The keys to understanding search optimization in social media communities are twofold:
        People search differently than they converse. Over the years since Google's inceptions, the global community has been taught to search in very finite ways. When Google first appeared, searching for "shoes" didn't bring you back the millions of pages it does now. With time, Google trained us to get very specific with our searches, as evidenced by Google reporting that 54.5 percent of queries done on its search engine are three or more words in length.
        In social media communities, we don't have a need to be so specific; our networks inherently know, most of the time, what we are talking about. That's even more so when the social media community is centered on a very specific topic. We also use slang, jargon, and abbreviations much more in the casual conversations that take place in social communities than we do when we search. This is why you can't just rely on your PPC or SEO keyword list to help you find conversations in social media communities; you have to expand a bit and understand how the community "talks" about you as opposed to searching for you.
        Social media communities aren't search engines. Contrary to popular belief, saying "Find us on Facebook," doesn't work the same way as saying "Find us on Google." Facebook isn't a search engine, Google is. Facebook is a social network community that relies on different "points" or "triggers" in an algorithm than a search engine does. If your company is new to me, and you say "Find us on Facebook" without giving the vanity URL and I've never been to your fan page, nor have any of my friends, I'm not likely to find you, unless I know to click on "more results." Not a lot of Facebook users know to do that.
        Search engines tend to look at an entire picture, meaning, content on a page, title tags, links into the content, how much has it been shared, and so forth. Social media communities only look at the data within their own site to "rank" something in a search. That's because their main focus is connecting people within their own community's walls, not reaching beyond it like a search engine does.
Taking these two points into your strategy creation will help you immensely down the road, because you still need to be found in social media communities as much as you need to be found in the search engine listings. Understanding how they differ will help your optimization team balance the right kind of optimization efforts. Also, understanding what your key goals are at the end of the day is imperative too.

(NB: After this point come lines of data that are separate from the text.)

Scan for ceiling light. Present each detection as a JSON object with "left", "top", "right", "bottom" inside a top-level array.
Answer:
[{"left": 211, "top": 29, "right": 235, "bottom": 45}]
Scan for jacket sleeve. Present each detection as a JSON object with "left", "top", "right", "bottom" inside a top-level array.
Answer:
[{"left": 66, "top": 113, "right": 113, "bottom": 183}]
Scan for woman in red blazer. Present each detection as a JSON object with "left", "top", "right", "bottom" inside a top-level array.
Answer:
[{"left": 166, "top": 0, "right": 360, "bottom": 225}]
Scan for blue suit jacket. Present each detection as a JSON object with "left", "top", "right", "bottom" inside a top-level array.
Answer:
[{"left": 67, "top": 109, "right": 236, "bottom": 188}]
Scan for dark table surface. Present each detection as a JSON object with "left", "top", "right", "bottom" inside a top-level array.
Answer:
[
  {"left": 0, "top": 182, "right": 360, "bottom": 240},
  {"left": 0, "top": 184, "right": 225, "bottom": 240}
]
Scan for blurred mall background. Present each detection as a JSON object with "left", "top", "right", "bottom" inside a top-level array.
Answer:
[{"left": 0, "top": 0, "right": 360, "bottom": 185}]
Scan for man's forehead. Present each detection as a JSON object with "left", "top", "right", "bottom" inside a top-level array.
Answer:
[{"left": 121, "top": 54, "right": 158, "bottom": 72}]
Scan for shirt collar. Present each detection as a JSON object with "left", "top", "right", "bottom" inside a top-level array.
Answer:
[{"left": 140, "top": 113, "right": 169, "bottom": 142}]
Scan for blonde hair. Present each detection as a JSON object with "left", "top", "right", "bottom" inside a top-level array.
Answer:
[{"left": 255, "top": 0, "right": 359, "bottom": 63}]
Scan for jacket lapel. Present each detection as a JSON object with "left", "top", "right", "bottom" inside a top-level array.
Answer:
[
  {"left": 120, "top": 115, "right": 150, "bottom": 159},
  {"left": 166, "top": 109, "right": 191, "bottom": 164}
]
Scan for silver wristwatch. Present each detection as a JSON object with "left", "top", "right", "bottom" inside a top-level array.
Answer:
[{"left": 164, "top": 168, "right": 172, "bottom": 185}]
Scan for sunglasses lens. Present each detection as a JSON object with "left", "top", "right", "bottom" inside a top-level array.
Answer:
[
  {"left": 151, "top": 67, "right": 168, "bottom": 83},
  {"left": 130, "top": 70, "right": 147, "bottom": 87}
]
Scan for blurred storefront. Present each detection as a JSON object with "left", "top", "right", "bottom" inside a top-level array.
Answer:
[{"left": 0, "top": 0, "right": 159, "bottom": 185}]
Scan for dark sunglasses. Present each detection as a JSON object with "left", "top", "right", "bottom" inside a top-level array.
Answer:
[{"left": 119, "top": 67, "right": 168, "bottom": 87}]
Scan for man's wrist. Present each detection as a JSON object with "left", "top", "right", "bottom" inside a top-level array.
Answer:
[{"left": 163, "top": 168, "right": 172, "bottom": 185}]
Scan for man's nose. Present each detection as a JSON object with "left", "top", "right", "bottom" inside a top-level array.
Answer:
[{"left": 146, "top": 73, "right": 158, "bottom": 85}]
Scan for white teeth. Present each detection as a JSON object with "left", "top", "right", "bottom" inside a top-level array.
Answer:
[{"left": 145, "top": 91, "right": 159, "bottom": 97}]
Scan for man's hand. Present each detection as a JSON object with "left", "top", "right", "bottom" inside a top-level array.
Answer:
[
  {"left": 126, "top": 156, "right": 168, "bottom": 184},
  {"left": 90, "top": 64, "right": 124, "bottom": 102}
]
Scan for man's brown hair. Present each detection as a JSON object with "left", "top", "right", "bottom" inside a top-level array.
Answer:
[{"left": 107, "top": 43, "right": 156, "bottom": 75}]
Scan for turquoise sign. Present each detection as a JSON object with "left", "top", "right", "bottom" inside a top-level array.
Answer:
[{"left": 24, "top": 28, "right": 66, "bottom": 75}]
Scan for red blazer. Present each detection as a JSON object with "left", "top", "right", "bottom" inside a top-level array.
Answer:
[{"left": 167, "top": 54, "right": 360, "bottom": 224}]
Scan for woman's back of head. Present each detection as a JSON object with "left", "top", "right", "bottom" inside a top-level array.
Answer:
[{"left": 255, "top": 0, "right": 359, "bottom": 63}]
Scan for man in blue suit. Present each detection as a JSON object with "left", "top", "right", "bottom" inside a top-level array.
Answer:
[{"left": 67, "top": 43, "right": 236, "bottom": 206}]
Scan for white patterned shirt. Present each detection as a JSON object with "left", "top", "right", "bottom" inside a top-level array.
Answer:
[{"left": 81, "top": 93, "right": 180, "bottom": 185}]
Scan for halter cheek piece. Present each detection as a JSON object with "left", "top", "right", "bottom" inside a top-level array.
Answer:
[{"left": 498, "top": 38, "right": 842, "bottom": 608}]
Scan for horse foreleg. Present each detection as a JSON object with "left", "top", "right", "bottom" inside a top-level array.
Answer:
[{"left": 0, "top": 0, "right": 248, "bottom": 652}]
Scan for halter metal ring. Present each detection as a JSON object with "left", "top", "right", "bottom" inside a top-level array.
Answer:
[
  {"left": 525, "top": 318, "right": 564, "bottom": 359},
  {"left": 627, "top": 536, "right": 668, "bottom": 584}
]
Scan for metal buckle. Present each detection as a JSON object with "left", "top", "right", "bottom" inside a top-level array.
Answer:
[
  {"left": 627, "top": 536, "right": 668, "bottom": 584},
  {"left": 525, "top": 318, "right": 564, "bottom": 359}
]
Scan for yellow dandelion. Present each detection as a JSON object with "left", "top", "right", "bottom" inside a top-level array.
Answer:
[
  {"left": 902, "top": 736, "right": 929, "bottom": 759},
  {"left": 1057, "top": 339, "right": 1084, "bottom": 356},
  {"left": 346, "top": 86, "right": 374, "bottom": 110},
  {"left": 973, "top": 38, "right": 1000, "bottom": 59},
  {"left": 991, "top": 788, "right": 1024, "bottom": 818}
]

Is it more important to gain search engine ranking for your content or to gain massive sharing within the community you've chosen to engage? These are two very different goals, where it seems that optimizing for one would automatically help the other…but a lot of times it doesn't. When you are optimizing your content for maximum sharing in social communities, your content needs to be optimized to speak to the community. When you're optimizing your content for the search engines, your content needs to be relevant for specific keywords or keyword phrases.
Still, the search optimization principals are the same:
        Optimize your titles, subtitles, and headers
        Optimize your content
        Optimize your links' anchor text (if you can control them)
        Optimize your sharing (get the right verbiage and people will share it the way you want them to)
        Optimize your digital assets
SEO isn't dead. Honestly, it's not. You just have to realize how to work its key principles into your efforts in social media marketing for success in both areas of online marketing.